No es casual, las platas de la corrupción de la obra pública, el narcotráfico y el financiamiento ilegal de campañas se lavan juntas; es la cara perversa de la globalización. La relación principal-agente se invierte, el burócrata ya no determina el negocio ni distribuye las rentas, en todo caso las recibe.
Las fronteras porosas, a su vez, facilitan la internacionalización de dichas actividades criminales. El control territorial importa como antes, pero con una variación fundamental sobre la manera de hacer política. Ocurre que el narcotráfico hace unas veces de partido político—selecciona candidatos, financia campañas—y otras veces de Estado—controla el territorio, impone tributos por protección y detenta los medios de la coerción. La suma de las dos funciones hace que el poder “público” quede en manos de los carteles.
Las comillas por tratarse de la captura del aparato del Estado y sus instituciones por parte de privados. Lo planteo aún a sabiendas que el Estado en esta parte del planeta siempre ha sido débil, frágil, defectuoso, a menudo fallido y casi siempre penetrado por grupos privados. Es solo que ahora se trata de grupos privados exponencialmente más poderosos: el crimen transnacional.
Tres ejemplos recientes ilustran el problema.

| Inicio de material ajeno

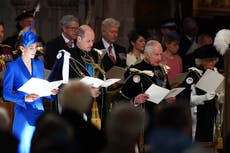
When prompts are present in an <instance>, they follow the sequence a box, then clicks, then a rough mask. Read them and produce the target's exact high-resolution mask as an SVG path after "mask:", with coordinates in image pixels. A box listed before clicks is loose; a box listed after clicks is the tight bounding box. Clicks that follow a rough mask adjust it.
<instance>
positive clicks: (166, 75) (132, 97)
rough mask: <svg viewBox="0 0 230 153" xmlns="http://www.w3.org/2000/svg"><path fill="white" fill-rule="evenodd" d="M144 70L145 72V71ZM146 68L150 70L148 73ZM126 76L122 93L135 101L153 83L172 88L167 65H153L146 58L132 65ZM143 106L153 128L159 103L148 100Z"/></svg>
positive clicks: (144, 91) (150, 124)
mask: <svg viewBox="0 0 230 153" xmlns="http://www.w3.org/2000/svg"><path fill="white" fill-rule="evenodd" d="M144 70H145V72H143V71H144ZM146 70H147V71H148V72H147V73H146ZM125 78H126V80H125V84H124V85H123V86H122V89H121V94H122V96H123V97H125V98H126V99H131V100H133V102H134V99H135V97H136V96H137V95H139V94H141V93H144V92H145V91H146V90H147V89H148V88H149V87H150V86H151V84H153V83H154V84H156V85H158V86H161V87H164V88H168V89H170V85H169V82H168V77H167V71H166V69H165V67H164V66H162V65H159V66H152V65H150V64H149V63H147V62H145V60H142V62H140V63H138V64H136V65H132V66H130V67H129V69H128V70H127V71H126V73H125ZM141 106H143V108H144V109H145V110H146V112H147V113H148V115H149V118H150V119H151V120H150V121H151V123H150V126H149V129H151V128H152V127H153V126H154V114H155V109H156V106H157V105H156V104H154V103H152V102H148V101H147V102H145V103H144V104H142V105H141Z"/></svg>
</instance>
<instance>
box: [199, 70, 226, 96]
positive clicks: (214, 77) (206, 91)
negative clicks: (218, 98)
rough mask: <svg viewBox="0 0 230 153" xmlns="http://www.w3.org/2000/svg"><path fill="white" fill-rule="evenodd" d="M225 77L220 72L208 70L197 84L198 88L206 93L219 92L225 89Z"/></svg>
mask: <svg viewBox="0 0 230 153" xmlns="http://www.w3.org/2000/svg"><path fill="white" fill-rule="evenodd" d="M223 81H224V76H223V75H221V74H220V73H218V72H215V71H212V70H210V69H208V70H206V71H205V73H204V74H203V75H202V77H201V78H200V80H199V81H198V82H197V84H196V87H197V88H199V89H201V90H204V91H206V92H218V91H217V90H221V87H220V86H221V85H222V90H223V89H224V87H223V86H224V83H223Z"/></svg>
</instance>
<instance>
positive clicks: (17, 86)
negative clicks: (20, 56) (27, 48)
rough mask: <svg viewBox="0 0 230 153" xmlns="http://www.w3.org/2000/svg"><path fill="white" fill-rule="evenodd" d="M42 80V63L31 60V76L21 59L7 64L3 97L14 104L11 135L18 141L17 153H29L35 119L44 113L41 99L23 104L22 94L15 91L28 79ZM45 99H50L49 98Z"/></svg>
mask: <svg viewBox="0 0 230 153" xmlns="http://www.w3.org/2000/svg"><path fill="white" fill-rule="evenodd" d="M32 77H36V78H42V79H43V78H44V63H43V62H42V61H40V60H36V59H32V74H30V72H29V71H28V69H27V67H26V65H25V64H24V62H23V61H22V58H21V57H18V58H17V59H16V60H15V61H12V62H9V63H7V66H6V71H5V74H4V84H3V97H4V99H5V100H7V101H10V102H13V103H15V106H14V120H13V134H14V135H15V136H16V137H17V138H18V139H19V141H20V143H19V153H29V150H30V142H31V139H32V135H33V132H34V130H35V122H36V120H37V118H38V117H39V116H40V115H41V114H42V113H43V112H44V107H43V103H42V98H38V99H37V100H35V101H33V102H25V100H24V97H25V96H26V95H27V94H26V93H24V92H21V91H17V89H18V88H19V87H21V86H22V85H23V84H24V83H25V82H27V81H28V80H29V79H30V78H32ZM47 98H49V99H50V98H51V97H50V96H49V97H47Z"/></svg>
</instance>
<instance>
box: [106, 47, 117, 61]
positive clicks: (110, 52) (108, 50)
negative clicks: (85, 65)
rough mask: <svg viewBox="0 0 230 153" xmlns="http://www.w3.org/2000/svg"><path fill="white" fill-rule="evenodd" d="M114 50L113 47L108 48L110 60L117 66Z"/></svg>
mask: <svg viewBox="0 0 230 153" xmlns="http://www.w3.org/2000/svg"><path fill="white" fill-rule="evenodd" d="M112 48H113V47H112V46H111V45H110V46H109V47H108V52H109V58H110V60H111V61H112V62H113V63H114V64H115V63H116V59H115V57H114V55H113V52H112Z"/></svg>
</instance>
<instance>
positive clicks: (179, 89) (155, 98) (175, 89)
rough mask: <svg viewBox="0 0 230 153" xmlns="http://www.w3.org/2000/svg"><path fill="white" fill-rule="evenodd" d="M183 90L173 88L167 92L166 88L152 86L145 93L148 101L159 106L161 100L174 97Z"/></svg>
mask: <svg viewBox="0 0 230 153" xmlns="http://www.w3.org/2000/svg"><path fill="white" fill-rule="evenodd" d="M184 89H185V88H184V87H180V88H173V89H171V90H168V89H166V88H163V87H160V86H158V85H155V84H152V85H151V86H150V87H149V88H148V89H147V90H146V91H145V93H146V94H148V95H149V98H148V101H151V102H153V103H156V104H159V103H160V102H161V101H162V100H163V99H166V98H170V97H175V96H176V95H178V94H179V93H180V92H182V91H183V90H184Z"/></svg>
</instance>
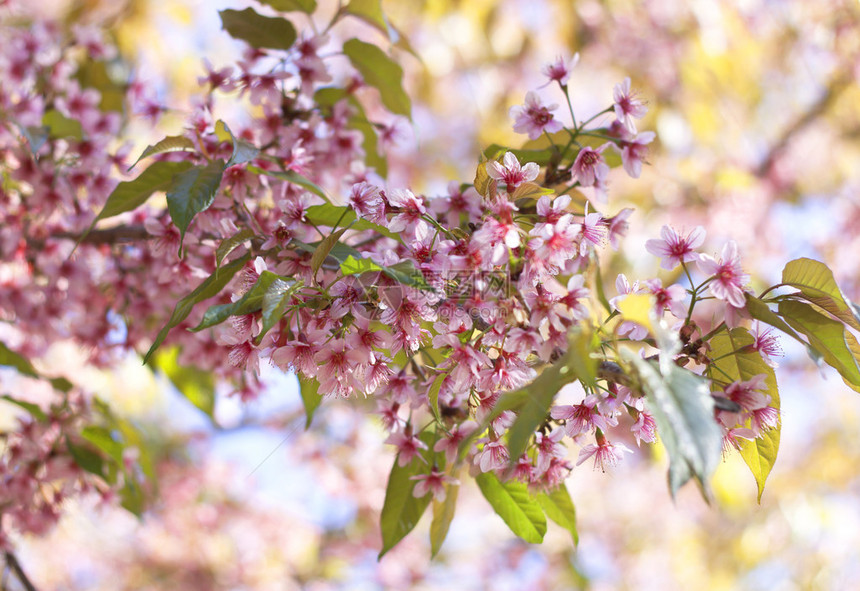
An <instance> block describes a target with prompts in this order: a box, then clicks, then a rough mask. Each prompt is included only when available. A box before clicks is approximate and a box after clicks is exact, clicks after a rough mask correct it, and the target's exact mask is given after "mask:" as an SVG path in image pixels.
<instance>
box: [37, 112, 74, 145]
mask: <svg viewBox="0 0 860 591" xmlns="http://www.w3.org/2000/svg"><path fill="white" fill-rule="evenodd" d="M42 125H44V126H45V127H47V128H48V133H49V134H50V136H51V137H54V138H65V137H70V138H73V139H76V140H78V141H81V140H82V139H84V131H83V128H82V127H81V122H80V121H78V120H77V119H69V118H68V117H66V116H65V115H63V114H62V113H60V112H59V111H57V110H56V109H51V110H50V111H48V112H47V113H45V115H44V116H43V117H42Z"/></svg>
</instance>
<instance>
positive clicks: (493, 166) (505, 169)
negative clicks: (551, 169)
mask: <svg viewBox="0 0 860 591" xmlns="http://www.w3.org/2000/svg"><path fill="white" fill-rule="evenodd" d="M539 173H540V167H539V166H538V165H537V164H535V163H534V162H529V163H527V164H526V165H525V166H520V161H519V160H517V157H516V156H514V154H513V153H512V152H505V155H504V157H503V158H502V163H499V162H497V161H495V160H490V161H489V162H487V174H489V175H490V178H492V179H495V180H497V181H501V182H503V183H505V184H506V185H507V186H508V191H513V190H514V189H515V188H516V187H517V186H518V185H519V184H520V183H523V182H526V181H533V180H535V179H536V178H537V176H538V174H539Z"/></svg>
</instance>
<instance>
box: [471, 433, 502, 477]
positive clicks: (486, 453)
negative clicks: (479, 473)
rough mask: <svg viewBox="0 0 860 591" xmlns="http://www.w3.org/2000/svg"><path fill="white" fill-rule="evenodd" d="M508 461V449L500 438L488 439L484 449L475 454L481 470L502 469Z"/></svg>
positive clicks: (496, 469)
mask: <svg viewBox="0 0 860 591" xmlns="http://www.w3.org/2000/svg"><path fill="white" fill-rule="evenodd" d="M507 463H508V450H507V448H506V447H505V444H504V443H502V442H501V441H499V440H496V441H488V442H487V443H485V444H484V449H483V450H481V451H480V452H478V453H477V454H476V455H475V464H477V465H478V467H480V469H481V472H490V471H492V470H500V469H502V468H504V467H505V465H506V464H507Z"/></svg>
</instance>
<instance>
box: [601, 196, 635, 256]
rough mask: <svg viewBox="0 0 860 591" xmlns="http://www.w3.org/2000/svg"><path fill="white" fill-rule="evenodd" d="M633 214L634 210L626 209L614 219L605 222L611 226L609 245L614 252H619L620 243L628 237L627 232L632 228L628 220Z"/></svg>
mask: <svg viewBox="0 0 860 591" xmlns="http://www.w3.org/2000/svg"><path fill="white" fill-rule="evenodd" d="M632 213H633V209H631V208H629V207H625V208H624V209H622V210H621V211H619V212H618V213H617V214H615V215H614V216H613V217H611V218H609V219H608V220H604V221H606V222H607V223H608V224H609V244H610V246H612V249H613V250H618V243H619V241H620V240H621V238H623V237H624V236H626V235H627V230H628V229H629V228H630V224H629V223H628V222H627V218H629V217H630V215H631V214H632Z"/></svg>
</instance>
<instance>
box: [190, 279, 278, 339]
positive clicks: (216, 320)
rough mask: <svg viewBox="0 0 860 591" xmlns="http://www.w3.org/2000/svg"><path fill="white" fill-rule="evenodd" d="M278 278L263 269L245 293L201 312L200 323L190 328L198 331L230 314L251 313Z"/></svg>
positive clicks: (237, 314) (260, 309)
mask: <svg viewBox="0 0 860 591" xmlns="http://www.w3.org/2000/svg"><path fill="white" fill-rule="evenodd" d="M278 279H279V277H278V276H277V275H275V274H274V273H272V272H271V271H263V272H262V273H260V277H259V278H258V279H257V281H256V283H254V285H253V286H252V287H251V289H249V290H248V291H247V292H245V295H243V296H242V297H241V298H239V299H238V300H236V301H235V302H231V303H229V304H220V305H217V306H212V307H210V308H209V309H208V310H206V312H205V313H204V314H203V319H202V320H201V321H200V324H198V325H197V326H195V327H194V328H192V329H191V330H192V331H193V332H199V331H201V330H203V329H204V328H209V327H211V326H215V325H216V324H221V323H222V322H224V321H225V320H227V319H228V318H229V317H230V316H244V315H245V314H253V313H254V312H257V311H259V310H261V309H262V308H263V300H264V298H265V295H266V293H267V292H268V291H269V289H270V288H271V286H272V284H273V283H274V282H275V281H277V280H278Z"/></svg>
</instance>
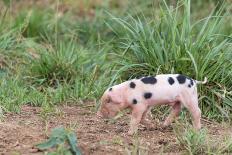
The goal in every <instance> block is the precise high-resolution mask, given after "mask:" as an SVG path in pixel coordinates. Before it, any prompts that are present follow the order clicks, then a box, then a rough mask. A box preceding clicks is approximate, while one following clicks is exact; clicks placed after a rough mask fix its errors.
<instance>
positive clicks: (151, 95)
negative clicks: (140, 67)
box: [143, 92, 152, 99]
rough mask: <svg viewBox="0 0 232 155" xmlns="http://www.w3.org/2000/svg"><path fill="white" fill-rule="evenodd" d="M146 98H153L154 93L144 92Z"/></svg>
mask: <svg viewBox="0 0 232 155" xmlns="http://www.w3.org/2000/svg"><path fill="white" fill-rule="evenodd" d="M143 96H144V98H145V99H149V98H151V97H152V93H150V92H147V93H144V95H143Z"/></svg>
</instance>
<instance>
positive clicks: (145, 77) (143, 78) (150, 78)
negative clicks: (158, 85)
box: [141, 76, 157, 84]
mask: <svg viewBox="0 0 232 155" xmlns="http://www.w3.org/2000/svg"><path fill="white" fill-rule="evenodd" d="M141 81H142V82H143V83H145V84H155V83H156V82H157V79H156V78H155V77H153V76H149V77H144V78H142V79H141Z"/></svg>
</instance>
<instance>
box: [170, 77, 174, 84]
mask: <svg viewBox="0 0 232 155" xmlns="http://www.w3.org/2000/svg"><path fill="white" fill-rule="evenodd" d="M168 83H169V84H170V85H173V84H174V83H175V81H174V79H173V78H172V77H169V78H168Z"/></svg>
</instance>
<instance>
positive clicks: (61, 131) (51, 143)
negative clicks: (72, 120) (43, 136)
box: [36, 127, 81, 155]
mask: <svg viewBox="0 0 232 155" xmlns="http://www.w3.org/2000/svg"><path fill="white" fill-rule="evenodd" d="M67 144H68V145H67ZM36 146H37V147H38V148H39V149H40V150H47V149H49V148H53V147H56V150H55V151H53V152H52V154H65V155H69V154H75V155H80V154H81V152H80V150H79V148H77V139H76V136H75V133H73V132H72V131H69V130H67V129H65V128H63V127H57V128H54V129H53V130H52V133H51V136H50V138H49V139H48V141H46V142H44V143H41V144H38V145H36Z"/></svg>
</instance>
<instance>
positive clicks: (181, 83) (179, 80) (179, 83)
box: [176, 75, 186, 84]
mask: <svg viewBox="0 0 232 155" xmlns="http://www.w3.org/2000/svg"><path fill="white" fill-rule="evenodd" d="M176 79H177V81H178V82H179V84H183V83H185V81H186V76H184V75H178V76H177V77H176Z"/></svg>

En una audiencia en el Senado, el Senador Lindsey Graham le preguntó al Secretario de Estado, Anthony Blinken, si los carteles del narcotráfico controlaban partes de México y no el gobierno de México. “Pienso que es razonable (fair) decir que sí”. Lo cual se sabe desde hace años pero que es una irrebatible realidad desde que el presidente López Obrador ordenara la liberación de Ovidio Guzmán, el hijo del Chapo, ante el mayor poder de fuego y superior despliegue logístico del cartel de Sinaloa.
En Colombia, la “Paz Total” de Gustavo Petro es constantemente jaqueada por el Clan del Golfo, organización que arremete contras diversos intentos del gobierno de normar dicha iniciativa. Así sucedió con el proyecto de Ley de Sometimiento, que según sus líderes prolongaría el conflicto armado y los obligaría a continuar sus acciones violentas. En otras palabras, el Estado como rehén del que se considera el cartel más poderoso del país.
En Venezuela, la reciente destitución de Tareck El Aissami podría ser interpretada como la típica purga en un sistema político de partido único, así como ha ocurrido en China y en la Unión Soviética en diversas ocasiones. Pues ello solo en una lectura inicial. Las persecuciones entre facciones de corruptos que se acusan mutuamente de corrupción, y donde los montos que invocan se miden mejor en puntos del producto que en cifras llenas de ceros, ofrece una descripción más precisa. La metáfora es una banda de atracadores de bancos eliminándose entre sí para compartir el botín entre menos integrantes. Dicha banda es el gobierno de Venezuela.
Deberíamos dejar de hablar de “corrupción”, como era antes. El dinero es hoy un medio para otro fin: el poder en manos del crimen organizado. No es accidental que la democracia esté en problemas, pues sin Estado no hay democracia posible.